Matt Mena, senior research strategist at asset manager 21shares, noted that Warsh is unlikely to take an aggressive stance on immediate rate cuts but could support lower rates if appointed. Mena also assessed that Warsh’s extensive crypto connections may influence Fed policies in a direction favorable to digital assets.
“Warsh has argued that previous Fed decisions focused too heavily on data at the expense of growth, causing volatility. His leadership could boost liquidity and open new opportunities for risk assets.”
Looking forward, Mena suggested that a more aggressive monetary easing policy in the second half of 2026 could bring the 100,000 dollar mark for bitcoin back into play. For now, however, ongoing debates around the Fed chairmanship continue to keep markets on edge and drive volatility.
The cloud of uncertainty stemming from the leadership race for the Federal Reserve is likely to persist, with traders and investors closely monitoring statements from both officials and candidates. Warsh’s nuanced position has not fully convinced markets, resulting in swift, data-driven reactions.

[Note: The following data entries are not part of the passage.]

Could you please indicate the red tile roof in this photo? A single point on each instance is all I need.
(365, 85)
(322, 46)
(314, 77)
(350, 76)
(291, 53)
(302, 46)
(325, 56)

Although Warsh’s statements briefly eased fears around central bank independence, they did not dispel the market’s anxiety over the future path of monetary policy—particularly with respect to the timing and scale of interest rate adjustments.
In the crypto sector, a cautious optimism surrounds Warsh’s potential impact, given his history of involvement and investment in the space. Many market observers see his openness to digital assets as a potential positive for long-term industry growth, despite current tumult.
Nonetheless, short-term volatility remains the dominant trend, with traders balancing optimism about pro-crypto leadership against the reality of persistent macroeconomic uncertainty. The next steps at the Fed will likely prove decisive for both traditional and digital markets.